Why? Well, simply put, snow is more than the traditional window dressing for the holidays. It’s white gold, one of the most essential elements to the local economy. A white Christmas means a green December for most local business, in particular those dependent on the tourism economy. In this valley, that’s just about every business at some level.
What would a white Christmas mean for the local economy? It would really be a shot in the arm. We’re not necessarily talking about the ski mountains. Modern winter resorts can manufacture snow, and skiers and riders will still come. But the white stuff on the ground may mean more skiers and riders will come, that’s for sure. It will also attract snowmobilers, cross-country skiers, snowshoe trekkers, and other winter sports enthusiasts who don’t necessarily need a lift ticket to enjoy their time outdoors.

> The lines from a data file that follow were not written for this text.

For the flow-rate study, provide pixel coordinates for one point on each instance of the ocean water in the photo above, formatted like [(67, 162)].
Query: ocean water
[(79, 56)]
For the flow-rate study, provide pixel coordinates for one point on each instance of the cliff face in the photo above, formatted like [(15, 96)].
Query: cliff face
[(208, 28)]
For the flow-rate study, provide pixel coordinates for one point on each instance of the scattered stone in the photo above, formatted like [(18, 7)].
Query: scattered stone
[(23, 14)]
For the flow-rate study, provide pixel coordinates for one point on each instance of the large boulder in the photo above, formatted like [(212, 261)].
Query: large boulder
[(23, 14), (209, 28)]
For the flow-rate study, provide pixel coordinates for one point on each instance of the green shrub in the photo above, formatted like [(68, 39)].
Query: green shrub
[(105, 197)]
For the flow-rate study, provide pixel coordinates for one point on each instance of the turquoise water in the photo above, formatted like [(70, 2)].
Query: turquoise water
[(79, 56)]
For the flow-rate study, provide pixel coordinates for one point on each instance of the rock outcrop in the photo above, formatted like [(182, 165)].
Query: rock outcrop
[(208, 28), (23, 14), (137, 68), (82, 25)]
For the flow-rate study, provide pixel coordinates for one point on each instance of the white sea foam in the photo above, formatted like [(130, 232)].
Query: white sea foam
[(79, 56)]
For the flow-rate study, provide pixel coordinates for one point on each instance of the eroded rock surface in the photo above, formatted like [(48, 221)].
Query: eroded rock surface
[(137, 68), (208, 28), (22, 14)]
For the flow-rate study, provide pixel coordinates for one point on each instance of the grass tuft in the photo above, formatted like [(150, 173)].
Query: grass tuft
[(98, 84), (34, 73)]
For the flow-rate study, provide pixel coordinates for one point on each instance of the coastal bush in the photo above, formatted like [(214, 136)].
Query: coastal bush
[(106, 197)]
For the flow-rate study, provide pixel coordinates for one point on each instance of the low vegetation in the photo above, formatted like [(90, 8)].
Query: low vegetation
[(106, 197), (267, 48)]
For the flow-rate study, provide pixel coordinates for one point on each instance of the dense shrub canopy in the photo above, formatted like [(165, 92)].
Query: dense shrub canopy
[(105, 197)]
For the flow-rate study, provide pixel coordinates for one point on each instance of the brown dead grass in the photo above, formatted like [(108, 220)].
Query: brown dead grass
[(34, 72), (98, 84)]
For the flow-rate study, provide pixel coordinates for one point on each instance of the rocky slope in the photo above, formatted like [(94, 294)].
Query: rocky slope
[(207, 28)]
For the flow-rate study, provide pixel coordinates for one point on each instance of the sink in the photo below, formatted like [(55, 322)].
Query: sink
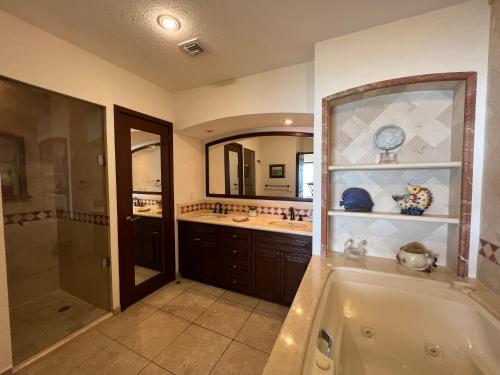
[(285, 224)]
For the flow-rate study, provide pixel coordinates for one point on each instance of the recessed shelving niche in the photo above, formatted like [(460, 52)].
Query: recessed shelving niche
[(437, 114)]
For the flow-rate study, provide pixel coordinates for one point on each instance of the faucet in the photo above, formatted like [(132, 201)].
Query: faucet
[(217, 208)]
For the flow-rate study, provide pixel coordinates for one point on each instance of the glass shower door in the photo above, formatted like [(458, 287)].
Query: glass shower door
[(55, 214)]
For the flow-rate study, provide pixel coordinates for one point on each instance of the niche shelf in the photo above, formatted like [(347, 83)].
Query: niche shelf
[(396, 216), (437, 113), (398, 166)]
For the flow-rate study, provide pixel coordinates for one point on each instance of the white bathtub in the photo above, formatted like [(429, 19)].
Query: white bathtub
[(387, 324)]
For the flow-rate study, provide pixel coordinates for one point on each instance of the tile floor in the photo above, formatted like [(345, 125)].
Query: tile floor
[(37, 324), (185, 328)]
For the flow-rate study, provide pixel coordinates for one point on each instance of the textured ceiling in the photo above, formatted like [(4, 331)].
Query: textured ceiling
[(242, 37)]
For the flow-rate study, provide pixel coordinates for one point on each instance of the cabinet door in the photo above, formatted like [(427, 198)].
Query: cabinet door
[(266, 273), (293, 268), (207, 257)]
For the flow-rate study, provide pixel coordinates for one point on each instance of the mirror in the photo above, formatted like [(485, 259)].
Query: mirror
[(146, 203), (277, 165)]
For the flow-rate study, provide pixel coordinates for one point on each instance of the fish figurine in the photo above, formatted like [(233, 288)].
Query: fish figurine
[(415, 202)]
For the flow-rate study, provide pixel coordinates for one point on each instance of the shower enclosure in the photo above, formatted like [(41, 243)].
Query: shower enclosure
[(55, 214)]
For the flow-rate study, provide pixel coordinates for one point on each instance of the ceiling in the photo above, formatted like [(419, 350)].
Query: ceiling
[(241, 37), (228, 126)]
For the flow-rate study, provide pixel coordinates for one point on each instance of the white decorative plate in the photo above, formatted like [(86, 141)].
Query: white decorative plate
[(389, 137)]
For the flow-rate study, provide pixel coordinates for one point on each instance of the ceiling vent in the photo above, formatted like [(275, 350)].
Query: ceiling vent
[(191, 47)]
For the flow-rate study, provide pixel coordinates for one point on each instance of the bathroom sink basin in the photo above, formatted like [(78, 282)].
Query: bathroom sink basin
[(285, 224)]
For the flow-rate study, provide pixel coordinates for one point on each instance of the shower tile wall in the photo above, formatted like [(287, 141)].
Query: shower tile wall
[(489, 254)]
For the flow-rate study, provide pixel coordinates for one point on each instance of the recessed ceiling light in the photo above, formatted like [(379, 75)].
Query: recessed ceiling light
[(169, 22)]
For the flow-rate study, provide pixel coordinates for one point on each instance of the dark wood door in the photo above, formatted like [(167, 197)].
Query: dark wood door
[(293, 268), (157, 244), (266, 273)]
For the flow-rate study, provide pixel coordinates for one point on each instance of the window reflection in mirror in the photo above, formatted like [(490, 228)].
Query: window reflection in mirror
[(262, 166)]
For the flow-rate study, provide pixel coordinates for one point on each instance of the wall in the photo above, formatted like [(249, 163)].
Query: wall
[(285, 90), (451, 39), (31, 55), (489, 254)]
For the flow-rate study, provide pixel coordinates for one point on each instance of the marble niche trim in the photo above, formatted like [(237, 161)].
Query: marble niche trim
[(490, 251), (267, 209), (28, 217)]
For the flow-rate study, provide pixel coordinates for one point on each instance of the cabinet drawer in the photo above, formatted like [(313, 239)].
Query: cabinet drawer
[(235, 238), (233, 267), (236, 254), (284, 242)]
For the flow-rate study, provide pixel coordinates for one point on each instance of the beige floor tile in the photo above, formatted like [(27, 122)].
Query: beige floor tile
[(261, 330), (190, 304), (153, 369), (153, 334), (115, 359), (70, 354), (225, 317), (273, 308), (164, 295), (195, 352), (209, 289), (240, 298), (122, 323), (242, 360)]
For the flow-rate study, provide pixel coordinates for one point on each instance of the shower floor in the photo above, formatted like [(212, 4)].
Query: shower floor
[(39, 323)]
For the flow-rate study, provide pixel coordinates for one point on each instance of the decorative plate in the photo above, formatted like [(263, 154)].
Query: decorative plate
[(389, 137)]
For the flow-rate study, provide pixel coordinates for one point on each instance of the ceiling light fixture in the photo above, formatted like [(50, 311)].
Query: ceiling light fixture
[(169, 22)]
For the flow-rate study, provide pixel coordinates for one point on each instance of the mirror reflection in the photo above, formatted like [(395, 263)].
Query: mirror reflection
[(146, 202), (262, 166)]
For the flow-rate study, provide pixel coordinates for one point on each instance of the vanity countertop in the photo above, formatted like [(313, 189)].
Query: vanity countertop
[(269, 223), (149, 211), (289, 351)]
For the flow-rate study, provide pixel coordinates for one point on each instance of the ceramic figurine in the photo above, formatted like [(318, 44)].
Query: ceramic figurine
[(415, 202), (416, 257), (356, 200)]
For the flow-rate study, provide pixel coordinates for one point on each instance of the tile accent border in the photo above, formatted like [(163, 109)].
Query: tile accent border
[(28, 217), (262, 209), (489, 251)]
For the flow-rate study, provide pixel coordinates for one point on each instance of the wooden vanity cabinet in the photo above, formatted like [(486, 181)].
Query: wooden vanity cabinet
[(263, 264)]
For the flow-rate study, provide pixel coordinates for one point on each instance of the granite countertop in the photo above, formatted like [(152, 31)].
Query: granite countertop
[(149, 211), (269, 223), (289, 352)]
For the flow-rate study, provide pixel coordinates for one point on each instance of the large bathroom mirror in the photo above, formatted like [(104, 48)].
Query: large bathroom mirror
[(274, 165)]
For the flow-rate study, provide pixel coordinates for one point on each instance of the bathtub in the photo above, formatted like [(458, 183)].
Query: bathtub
[(369, 323)]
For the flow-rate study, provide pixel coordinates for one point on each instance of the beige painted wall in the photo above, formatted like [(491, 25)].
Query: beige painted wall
[(285, 90), (451, 39), (488, 271), (31, 55)]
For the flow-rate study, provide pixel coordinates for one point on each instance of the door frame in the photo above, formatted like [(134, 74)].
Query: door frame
[(129, 292)]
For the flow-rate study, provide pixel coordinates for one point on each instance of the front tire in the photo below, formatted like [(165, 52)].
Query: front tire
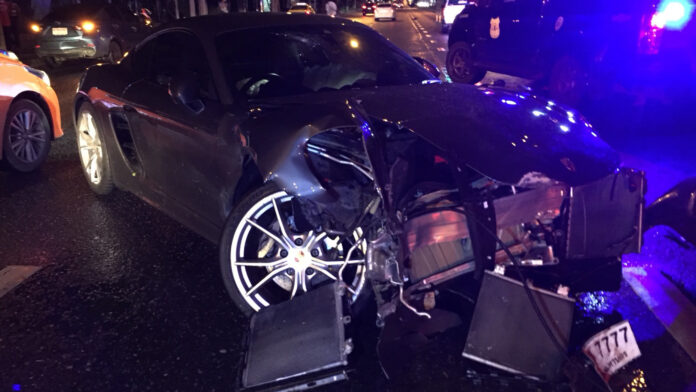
[(26, 136), (460, 64), (265, 260), (91, 147)]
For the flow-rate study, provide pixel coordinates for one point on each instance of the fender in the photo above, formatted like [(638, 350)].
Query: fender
[(281, 157), (676, 209)]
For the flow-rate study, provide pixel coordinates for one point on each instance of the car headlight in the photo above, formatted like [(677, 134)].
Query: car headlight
[(39, 74)]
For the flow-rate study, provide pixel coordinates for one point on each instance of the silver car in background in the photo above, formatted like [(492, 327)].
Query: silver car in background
[(103, 32)]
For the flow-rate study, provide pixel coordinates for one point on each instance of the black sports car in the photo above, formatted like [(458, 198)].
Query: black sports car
[(250, 129), (317, 154), (95, 31)]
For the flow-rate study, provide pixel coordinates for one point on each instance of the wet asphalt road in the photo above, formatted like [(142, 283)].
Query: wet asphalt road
[(129, 300)]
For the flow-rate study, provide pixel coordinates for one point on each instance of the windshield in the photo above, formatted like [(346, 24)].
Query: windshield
[(274, 62)]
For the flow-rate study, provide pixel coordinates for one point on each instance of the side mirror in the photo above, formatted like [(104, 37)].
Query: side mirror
[(185, 89), (430, 67)]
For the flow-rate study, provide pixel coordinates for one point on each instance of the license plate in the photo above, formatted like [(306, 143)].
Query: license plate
[(612, 349), (59, 31)]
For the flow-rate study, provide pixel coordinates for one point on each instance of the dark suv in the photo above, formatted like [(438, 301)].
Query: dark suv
[(98, 31), (576, 47)]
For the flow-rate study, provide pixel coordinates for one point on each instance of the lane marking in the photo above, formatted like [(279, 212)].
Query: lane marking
[(667, 303), (13, 275)]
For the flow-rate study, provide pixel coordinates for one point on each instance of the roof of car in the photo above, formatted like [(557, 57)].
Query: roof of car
[(216, 24)]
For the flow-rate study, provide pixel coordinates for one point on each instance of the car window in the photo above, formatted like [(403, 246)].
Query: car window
[(278, 62), (172, 54), (73, 13)]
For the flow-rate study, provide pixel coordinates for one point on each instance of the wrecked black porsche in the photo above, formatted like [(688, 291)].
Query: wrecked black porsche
[(334, 171)]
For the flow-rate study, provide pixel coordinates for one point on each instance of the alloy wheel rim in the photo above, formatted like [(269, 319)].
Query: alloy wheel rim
[(90, 146), (27, 136), (290, 263)]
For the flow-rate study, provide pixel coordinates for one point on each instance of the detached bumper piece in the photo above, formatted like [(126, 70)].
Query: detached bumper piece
[(299, 344), (506, 332)]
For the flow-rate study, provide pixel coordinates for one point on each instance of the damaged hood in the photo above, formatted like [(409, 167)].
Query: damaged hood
[(504, 135)]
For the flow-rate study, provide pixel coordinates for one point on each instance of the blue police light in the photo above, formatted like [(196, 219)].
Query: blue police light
[(673, 14)]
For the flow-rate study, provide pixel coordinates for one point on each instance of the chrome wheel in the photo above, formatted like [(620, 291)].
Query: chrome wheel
[(27, 136), (271, 261), (90, 148)]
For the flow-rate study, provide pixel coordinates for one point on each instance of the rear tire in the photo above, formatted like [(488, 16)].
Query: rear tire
[(92, 151), (460, 64), (26, 136)]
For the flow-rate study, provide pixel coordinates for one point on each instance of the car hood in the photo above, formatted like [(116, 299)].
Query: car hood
[(504, 135)]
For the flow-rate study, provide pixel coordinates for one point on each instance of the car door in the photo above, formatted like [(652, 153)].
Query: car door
[(177, 142)]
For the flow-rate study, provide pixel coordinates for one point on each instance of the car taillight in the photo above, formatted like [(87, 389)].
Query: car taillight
[(650, 34)]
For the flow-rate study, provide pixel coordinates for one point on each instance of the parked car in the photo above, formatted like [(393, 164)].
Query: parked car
[(95, 31), (301, 8), (450, 10), (385, 11), (328, 163), (29, 114), (368, 7), (577, 47)]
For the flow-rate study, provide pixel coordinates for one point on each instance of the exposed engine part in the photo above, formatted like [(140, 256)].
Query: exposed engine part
[(437, 242), (381, 260), (343, 160), (429, 300), (409, 306), (347, 259)]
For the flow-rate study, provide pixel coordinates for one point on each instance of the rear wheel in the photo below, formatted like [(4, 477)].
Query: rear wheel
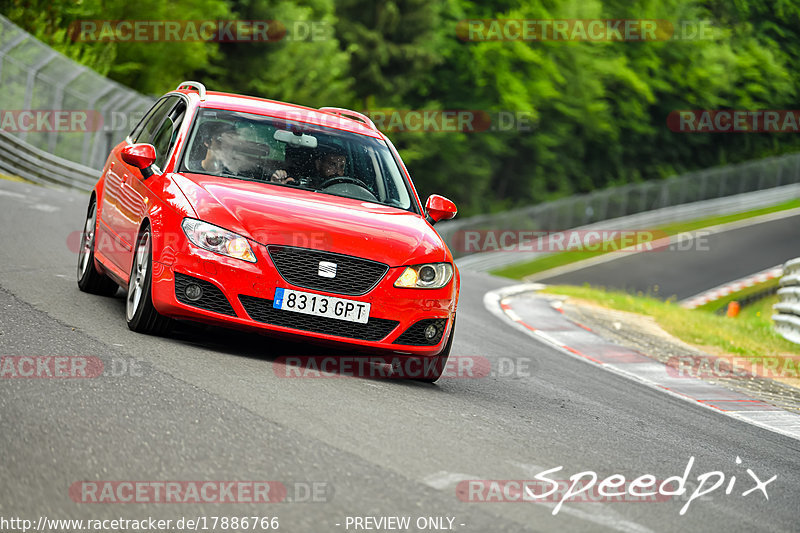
[(89, 278), (434, 370), (140, 313)]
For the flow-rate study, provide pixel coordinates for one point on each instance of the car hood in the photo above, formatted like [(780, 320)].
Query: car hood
[(273, 214)]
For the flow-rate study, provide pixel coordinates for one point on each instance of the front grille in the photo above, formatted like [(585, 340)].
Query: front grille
[(300, 267), (261, 310), (415, 335), (211, 300)]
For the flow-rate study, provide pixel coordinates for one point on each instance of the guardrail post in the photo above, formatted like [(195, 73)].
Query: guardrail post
[(787, 316)]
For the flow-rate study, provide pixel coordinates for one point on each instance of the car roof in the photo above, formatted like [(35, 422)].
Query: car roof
[(273, 108)]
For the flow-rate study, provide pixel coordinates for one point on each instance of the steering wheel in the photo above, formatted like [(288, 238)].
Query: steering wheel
[(344, 179)]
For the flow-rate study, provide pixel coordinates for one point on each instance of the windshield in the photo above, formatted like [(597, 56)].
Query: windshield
[(295, 154)]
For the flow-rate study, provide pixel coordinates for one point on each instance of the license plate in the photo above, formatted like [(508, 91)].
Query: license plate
[(318, 305)]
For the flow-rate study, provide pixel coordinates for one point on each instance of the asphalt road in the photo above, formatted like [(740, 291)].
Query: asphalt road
[(707, 261), (205, 404)]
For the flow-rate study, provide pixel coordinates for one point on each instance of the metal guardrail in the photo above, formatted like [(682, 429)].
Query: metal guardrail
[(21, 159), (787, 318), (617, 203)]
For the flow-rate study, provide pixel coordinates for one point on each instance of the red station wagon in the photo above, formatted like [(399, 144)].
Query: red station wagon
[(250, 213)]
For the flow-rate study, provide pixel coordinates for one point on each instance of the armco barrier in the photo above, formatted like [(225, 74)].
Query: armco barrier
[(21, 159), (787, 317)]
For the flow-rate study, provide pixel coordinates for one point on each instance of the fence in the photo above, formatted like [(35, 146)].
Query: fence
[(787, 317), (34, 77)]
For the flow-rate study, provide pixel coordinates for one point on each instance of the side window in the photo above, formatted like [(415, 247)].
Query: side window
[(153, 123), (167, 133), (137, 131)]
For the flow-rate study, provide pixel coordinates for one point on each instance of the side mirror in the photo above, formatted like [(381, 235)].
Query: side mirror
[(439, 208), (141, 156)]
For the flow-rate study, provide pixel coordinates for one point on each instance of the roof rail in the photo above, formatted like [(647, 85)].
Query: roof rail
[(201, 89), (349, 113)]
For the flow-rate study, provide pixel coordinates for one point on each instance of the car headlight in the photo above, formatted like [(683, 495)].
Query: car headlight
[(217, 240), (427, 276)]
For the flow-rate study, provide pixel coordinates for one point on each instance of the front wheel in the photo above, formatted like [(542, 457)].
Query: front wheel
[(434, 371), (140, 313), (89, 278)]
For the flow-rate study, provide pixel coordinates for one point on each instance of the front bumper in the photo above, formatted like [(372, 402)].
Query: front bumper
[(241, 296)]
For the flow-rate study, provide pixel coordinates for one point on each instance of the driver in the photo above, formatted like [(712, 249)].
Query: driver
[(220, 140), (330, 165)]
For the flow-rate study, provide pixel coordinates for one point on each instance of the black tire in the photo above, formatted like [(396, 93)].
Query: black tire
[(140, 313), (89, 278), (434, 372)]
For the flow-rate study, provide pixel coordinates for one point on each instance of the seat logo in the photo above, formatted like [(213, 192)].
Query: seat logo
[(327, 269)]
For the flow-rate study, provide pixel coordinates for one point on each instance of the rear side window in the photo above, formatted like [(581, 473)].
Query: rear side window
[(153, 123), (137, 131), (167, 133)]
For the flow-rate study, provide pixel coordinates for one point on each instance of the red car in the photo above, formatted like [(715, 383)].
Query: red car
[(256, 214)]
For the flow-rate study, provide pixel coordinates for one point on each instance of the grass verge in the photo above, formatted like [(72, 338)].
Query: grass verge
[(521, 270)]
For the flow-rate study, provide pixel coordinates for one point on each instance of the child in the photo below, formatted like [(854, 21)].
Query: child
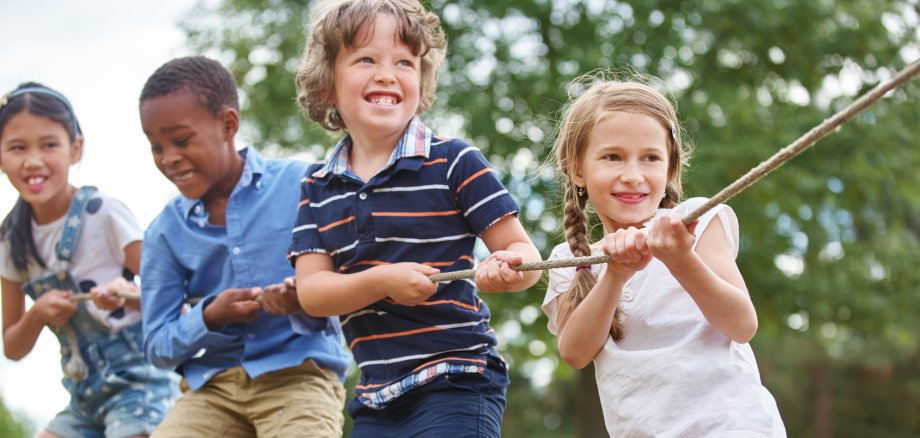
[(677, 362), (245, 370), (392, 205), (56, 243)]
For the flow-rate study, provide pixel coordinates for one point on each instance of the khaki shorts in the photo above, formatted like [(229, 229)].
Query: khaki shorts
[(305, 400)]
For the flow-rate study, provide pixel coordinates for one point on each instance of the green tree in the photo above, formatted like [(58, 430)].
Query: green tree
[(828, 242), (13, 425)]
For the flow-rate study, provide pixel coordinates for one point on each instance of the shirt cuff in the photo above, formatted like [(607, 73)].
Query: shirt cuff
[(196, 331)]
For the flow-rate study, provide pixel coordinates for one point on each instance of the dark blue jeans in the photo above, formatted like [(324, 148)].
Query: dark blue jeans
[(453, 405)]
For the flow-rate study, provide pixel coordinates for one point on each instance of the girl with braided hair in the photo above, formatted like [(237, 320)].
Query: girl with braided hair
[(59, 243), (667, 321)]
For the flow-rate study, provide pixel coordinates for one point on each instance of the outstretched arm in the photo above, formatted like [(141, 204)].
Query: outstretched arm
[(510, 246), (324, 292), (588, 327), (21, 328)]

At this point, the weather forecast looks favorable for a snowy holiday season. That’s good. But long term, the outlook may not be so bright. Global warming is a fact. There is no doubt about that. That doesn’t bode well for a winter-sports-based economy, such as we have here. That means business and local community leaders need to rethink just how we will make our way economically through the rest of this century.
While redefining and retooling the local economy may seem daunting and overwhelming, in many ways the tools to do just such a thing are falling into place. There is real and serious effort underway to define what types of economic development will work here. Grants have been secured and new efforts are underway. Just last week we reported on a large federal grant to help southern Vermont’s economy recover, and much of that work will be centered here in the valley. We also have developers in the private sector who are betting on the region and an economic rebound.
It’s incumbent upon the local business community and area leaders to not squander those opportunities. In many ways, the region has an opportunity to change its dependency on winter sports as the major economic engine. Diversification is the key. Tourism will always be a major component of the economy of the valley, but it shouldn’t be the only one. Other avenues of economic growth need to be identified and aggressively pursued. A year-round economy based on something other than outdoor recreation can complement what we already have, and add stability through the highs and the lows of our current economic model.
By doing so, local businesses won’t feel the necessity to keep their fingers crossed waiting for snow to jump-start the local economy.
And a white Christmas will become more of a nostalgic sentiment, instead of an economic necessity.